IB/mthca: Fix race in reference counting
Fix races in in destroying various objects. If a destroy routine
waits for an object to become free by doing
wait_event(&obj->wait, !atomic_read(&obj->refcount));
/* now clean up and destroy the object */
and another place drops a reference to the object by doing
if (atomic_dec_and_test(&obj->refcount))
wake_up(&obj->wait);
then this is susceptible to a race where the wait_event() and final
freeing of the object occur between the atomic_dec_and_test() and the
wake_up(). And this is a use-after-free, since wake_up() will be
called on part of the already-freed object.
Fix this in mthca by replacing the atomic_t refcounts with plain old
integers protected by a spinlock. This makes it possible to do the
decrement of the reference count and the wake_up() so that it appears
as a single atomic operation to the code waiting on the wait queue.
While touching this code, also simplify mthca_cq_clean(): the CQ being
cleaned cannot go away, because it still has a QP attached to it. So
there's no reason to be paranoid and look up the CQ by number; it's
perfectly safe to use the pointer that the callers already have.
Signed-off-by: Roland Dreier <rolandd@cisco.com>
diff --git a/drivers/infiniband/hw/mthca/mthca_provider.h b/drivers/infiniband/hw/mthca/mthca_provider.h
index 6676a78..179a8f6 100644
--- a/drivers/infiniband/hw/mthca/mthca_provider.h
+++ b/drivers/infiniband/hw/mthca/mthca_provider.h
@@ -139,11 +139,12 @@
* a qp may be locked, with the send cq locked first. No other
* nesting should be done.
*
- * Each struct mthca_cq/qp also has an atomic_t ref count. The
- * pointer from the cq/qp_table to the struct counts as one reference.
- * This reference also is good for access through the consumer API, so
- * modifying the CQ/QP etc doesn't need to take another reference.
- * Access because of a completion being polled does need a reference.

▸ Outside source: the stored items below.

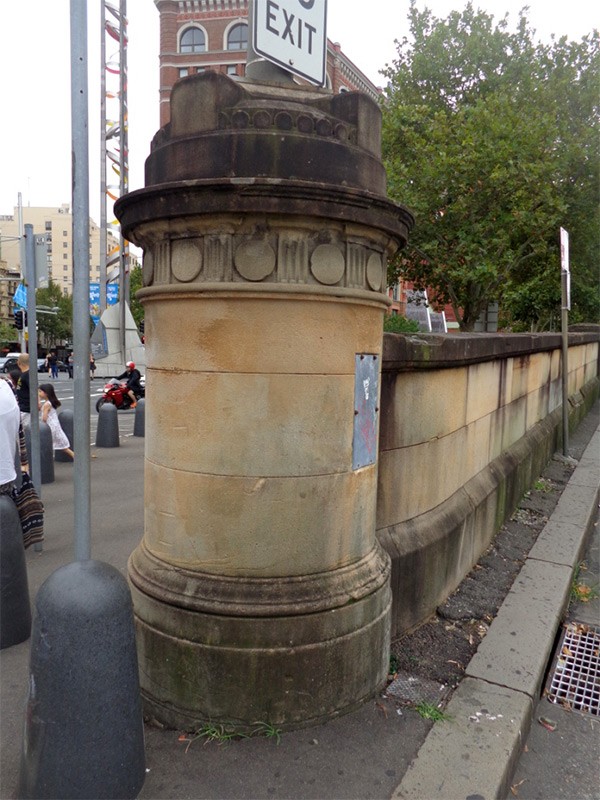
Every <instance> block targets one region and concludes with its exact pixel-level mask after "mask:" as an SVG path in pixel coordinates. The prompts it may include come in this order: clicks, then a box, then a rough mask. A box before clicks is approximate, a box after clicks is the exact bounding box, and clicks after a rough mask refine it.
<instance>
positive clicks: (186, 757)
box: [0, 404, 600, 800]
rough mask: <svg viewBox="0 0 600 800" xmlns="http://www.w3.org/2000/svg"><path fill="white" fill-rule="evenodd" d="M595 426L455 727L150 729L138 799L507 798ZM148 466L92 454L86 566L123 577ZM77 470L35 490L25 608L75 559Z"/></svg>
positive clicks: (597, 484)
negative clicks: (37, 592)
mask: <svg viewBox="0 0 600 800" xmlns="http://www.w3.org/2000/svg"><path fill="white" fill-rule="evenodd" d="M597 421H598V404H596V407H595V411H594V412H593V413H592V414H591V415H589V416H588V418H587V419H586V421H584V423H582V426H580V429H579V431H578V432H577V433H576V434H575V435H574V436H573V437H572V452H574V454H575V450H576V449H577V447H580V450H581V458H580V460H579V464H578V466H577V468H576V469H575V472H574V474H573V476H572V478H571V480H570V481H569V484H568V485H567V487H566V488H565V490H564V491H563V494H562V496H561V499H560V501H559V504H558V506H557V508H556V511H555V513H554V514H553V515H552V517H551V518H550V520H549V522H548V524H547V526H546V528H544V530H543V531H542V533H541V534H540V538H539V539H538V543H537V544H536V547H537V551H536V552H534V550H532V552H531V553H530V555H529V558H528V559H527V563H526V564H525V565H524V567H523V570H522V572H521V574H520V575H519V577H518V578H517V580H516V581H515V584H514V586H513V588H512V589H511V591H510V592H509V594H508V596H507V598H506V601H505V603H504V604H503V605H502V607H501V609H500V611H499V613H498V616H497V618H496V619H495V620H494V622H493V623H492V625H491V627H490V630H489V632H488V634H487V635H486V637H485V639H484V640H483V642H482V644H481V645H480V648H479V651H478V652H477V653H476V655H475V657H474V658H473V660H472V662H471V663H470V664H469V666H468V668H467V673H466V677H465V678H464V679H463V681H462V682H461V684H460V685H459V686H458V688H457V689H456V690H455V692H454V695H453V696H452V698H451V700H450V703H449V706H448V708H447V712H448V713H449V714H450V715H451V716H452V721H451V722H449V723H437V724H435V726H432V723H431V722H429V721H426V720H423V719H422V718H421V717H420V716H419V715H418V714H417V712H416V711H414V709H411V708H406V707H402V708H401V707H399V706H398V705H397V704H396V702H395V701H394V700H393V699H391V698H389V697H377V698H374V699H373V700H372V701H370V702H368V703H366V704H364V705H363V706H362V707H361V708H360V709H358V710H357V711H355V712H353V713H351V714H347V715H345V716H343V717H340V718H338V719H335V720H332V721H330V722H329V723H327V724H326V725H321V726H318V727H315V728H309V729H304V730H299V731H293V732H289V733H285V734H283V735H282V736H281V739H280V741H278V740H277V738H275V737H273V738H265V737H260V738H252V739H245V740H241V741H236V742H232V743H230V744H219V743H217V742H215V741H213V742H209V743H205V741H204V740H203V739H202V738H197V739H195V740H190V738H189V737H188V739H187V740H185V739H184V738H182V736H181V734H182V732H181V731H170V730H163V729H161V728H159V727H156V726H153V725H151V724H148V725H147V726H146V762H147V763H146V767H147V775H146V781H145V784H144V787H143V789H142V791H141V793H140V795H139V797H140V798H141V799H143V798H146V799H147V800H152V799H156V800H158V798H177V799H178V800H196V799H198V800H199V799H200V798H214V800H224V799H225V798H231V799H232V800H233V799H234V798H245V799H246V800H247V799H248V798H276V799H280V800H283V799H284V798H285V799H287V798H290V799H292V798H298V799H299V800H300V799H303V800H304V799H306V800H313V799H314V800H319V799H320V798H329V799H330V800H345V799H346V798H356V799H357V800H363V799H364V800H367V799H368V798H390V797H392V796H393V797H397V798H411V799H412V800H436V798H439V799H440V800H463V799H464V798H468V797H471V798H473V799H474V798H478V799H479V800H480V799H481V798H485V800H491V798H504V797H506V796H507V794H508V793H509V791H510V787H511V783H512V785H514V781H513V770H514V767H515V764H516V762H517V760H518V757H519V754H520V751H521V749H522V745H523V742H524V740H525V738H526V737H527V734H528V731H529V727H530V724H531V720H532V718H534V716H535V714H534V706H535V704H536V703H537V699H538V696H539V692H540V688H541V686H542V683H543V678H544V672H545V669H546V665H547V662H548V660H549V658H550V656H551V652H552V648H553V643H554V638H555V634H556V631H557V629H558V627H559V625H560V623H561V621H562V619H563V617H564V613H565V609H566V606H567V600H568V595H569V591H570V586H571V576H572V570H573V567H574V565H575V564H577V563H578V561H579V560H580V557H581V554H582V551H583V548H584V545H585V540H586V532H587V531H588V530H589V529H590V527H591V525H592V522H593V518H594V514H595V512H596V508H597V503H598V486H599V484H600V457H599V456H600V431H599V430H598V429H597V424H598V422H597ZM586 426H587V427H586ZM590 426H591V427H590ZM594 431H595V432H594ZM590 437H591V438H590ZM577 455H579V452H578V453H577ZM142 462H143V440H142V439H139V438H133V437H128V438H125V439H123V440H122V444H121V447H119V448H115V449H105V450H98V452H97V458H96V459H94V461H93V462H92V525H93V530H92V555H93V557H94V558H97V559H100V560H102V561H107V562H108V563H111V564H113V565H114V566H116V567H117V568H118V569H120V570H122V571H124V572H125V571H126V564H127V558H128V555H129V553H130V552H131V551H132V550H133V548H134V547H135V546H136V544H137V543H138V541H139V540H140V538H141V534H142V519H143V474H142V469H143V466H142ZM72 469H73V466H72V465H69V464H57V465H56V481H55V482H54V483H53V484H50V485H48V486H44V487H43V497H44V502H45V504H46V509H47V513H46V542H45V545H44V552H43V553H42V554H37V553H34V552H33V551H28V554H27V562H28V570H29V582H30V593H31V595H32V597H33V596H34V595H35V594H36V592H37V590H38V589H39V586H40V585H41V584H42V583H43V581H44V580H45V579H46V577H48V576H49V575H50V574H51V573H52V572H53V571H54V570H55V569H57V568H58V567H59V566H61V565H62V564H65V563H68V562H69V561H70V560H71V559H72V552H73V545H72V543H73V520H72V515H73V509H72V501H73V486H72ZM538 544H539V546H538ZM544 548H545V549H544ZM28 658H29V643H28V642H24V643H23V644H20V645H16V646H14V647H11V648H7V649H6V650H3V651H0V711H1V717H0V800H5V799H7V798H12V797H14V789H15V786H16V783H17V778H18V768H19V758H20V737H21V731H22V726H23V708H24V703H25V697H26V692H27V679H28ZM65 769H66V770H68V766H67V765H65ZM522 786H525V784H522ZM510 796H512V795H510ZM517 796H523V797H525V796H526V795H525V794H523V795H517ZM530 796H531V797H534V796H536V795H530ZM563 796H569V797H571V798H575V797H577V795H563ZM552 797H553V795H547V796H544V800H551V798H552Z"/></svg>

+ * Each struct mthca_cq/qp also has an ref count, protected by the
+ * corresponding table lock. The pointer from the cq/qp_table to the
+ * struct counts as one reference. This reference also is good for
+ * access through the consumer API, so modifying the CQ/QP etc doesn't
+ * need to take another reference. Access to a QP because of a
+ * completion being polled does not need a reference either.
*
* Finally, each struct mthca_cq/qp has a wait_queue_head_t for the
* destroy function to sleep on.
@@ -159,8 +160,9 @@
* - decrement ref count; if zero, wake up waiters
*
* To destroy a CQ/QP, we can do the following:
- * - lock cq/qp_table, remove pointer, unlock cq/qp_table lock
- * - decrement ref count
+ * - lock cq/qp_table
+ * - remove pointer and decrement ref count
+ * - unlock cq/qp_table lock
* - wait_event until ref count is zero
*
* It is the consumer's responsibilty to make sure that no QP
@@ -197,7 +199,7 @@
struct mthca_cq {
struct ib_cq ibcq;
spinlock_t lock;
- atomic_t refcount;
+ int refcount;
int cqn;
u32 cons_index;
struct mthca_cq_buf buf;
@@ -217,7 +219,7 @@
struct mthca_srq {
struct ib_srq ibsrq;
spinlock_t lock;
- atomic_t refcount;
+ int refcount;
int srqn;
int max;
int max_gs;
@@ -254,7 +256,7 @@
struct mthca_qp {
struct ib_qp ibqp;
- atomic_t refcount;
+ int refcount;
u32 qpn;
int is_direct;
u8 port; /* for SQP and memfree use only */